Chapter: 2 Science & Engineering Indicators 93
Bachelors Degrees by Sex
Women make up 55 percent of the undergraduate population and receive 56 percent of the bachelors degrees in the
social sciences. (Click here for footnote 22.) Women are approaching similar parity in a few fields of the natural sciences. For example, women received 49 percent of the bachelors degrees in the biological sciences in 1991. (See text table 2-6.) However, women received only 32 percent of the bachelors degrees in the physical sciences in 1991. Physics departments have only 5 percent female faculty and few minorities, perhaps adding to the difficulty of attracting these student populations (SRS 1992e). Males obtain the vast majority of engineering and engineering technology degrees, and the majority of mathematics/computer sciences degrees.

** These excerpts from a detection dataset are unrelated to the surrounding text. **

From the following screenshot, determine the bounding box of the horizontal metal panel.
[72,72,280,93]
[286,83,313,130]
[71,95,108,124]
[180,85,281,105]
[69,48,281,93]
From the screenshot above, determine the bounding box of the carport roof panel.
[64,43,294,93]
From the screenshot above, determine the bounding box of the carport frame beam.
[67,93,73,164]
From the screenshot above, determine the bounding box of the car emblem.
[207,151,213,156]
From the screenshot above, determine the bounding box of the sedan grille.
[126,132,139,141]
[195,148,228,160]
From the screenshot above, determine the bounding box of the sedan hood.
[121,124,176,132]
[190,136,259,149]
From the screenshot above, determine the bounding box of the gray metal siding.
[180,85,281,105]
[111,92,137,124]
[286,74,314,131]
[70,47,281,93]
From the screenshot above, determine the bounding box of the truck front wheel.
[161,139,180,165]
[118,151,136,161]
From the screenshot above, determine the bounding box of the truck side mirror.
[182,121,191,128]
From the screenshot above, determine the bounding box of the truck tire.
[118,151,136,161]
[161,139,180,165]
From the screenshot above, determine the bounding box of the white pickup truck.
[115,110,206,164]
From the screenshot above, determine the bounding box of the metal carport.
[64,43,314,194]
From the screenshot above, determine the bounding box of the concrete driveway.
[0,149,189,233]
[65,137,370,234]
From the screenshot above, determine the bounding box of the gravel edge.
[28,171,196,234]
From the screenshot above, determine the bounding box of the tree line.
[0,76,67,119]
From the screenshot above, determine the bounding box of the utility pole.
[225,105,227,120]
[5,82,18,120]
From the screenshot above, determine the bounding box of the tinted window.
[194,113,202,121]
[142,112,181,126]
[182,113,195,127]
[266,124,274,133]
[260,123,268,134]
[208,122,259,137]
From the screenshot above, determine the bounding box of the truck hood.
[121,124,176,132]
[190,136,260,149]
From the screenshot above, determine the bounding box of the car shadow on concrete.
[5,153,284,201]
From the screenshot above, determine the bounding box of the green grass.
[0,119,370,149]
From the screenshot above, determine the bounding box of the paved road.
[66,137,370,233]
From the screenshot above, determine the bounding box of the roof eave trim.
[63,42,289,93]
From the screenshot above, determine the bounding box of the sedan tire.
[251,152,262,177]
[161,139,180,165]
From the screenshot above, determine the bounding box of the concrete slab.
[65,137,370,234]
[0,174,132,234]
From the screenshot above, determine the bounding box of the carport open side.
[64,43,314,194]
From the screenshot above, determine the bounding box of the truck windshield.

Overall, the increasing equality in the natural sciences has not resulted from large increases in the number of female degrees between 1975 and 1991; degrees to females during this period increased only 1 percent annually, from 23,000 to 29,000. Rather, there is a higher female participation rate because degrees awarded to females did not decline, as they did for men. Degrees awarded to men in the natural sciences began to decline in 1977, dropping 3 percent annually from 65,000 in 1977 to 36,000 in 1991. (See appendix table 2-19.)


Footnote 22:
Perhaps not coincidentally, the full-time faculty of U.S. sociology departments includes a high proportion (41 percent) of women (SRS 1992f).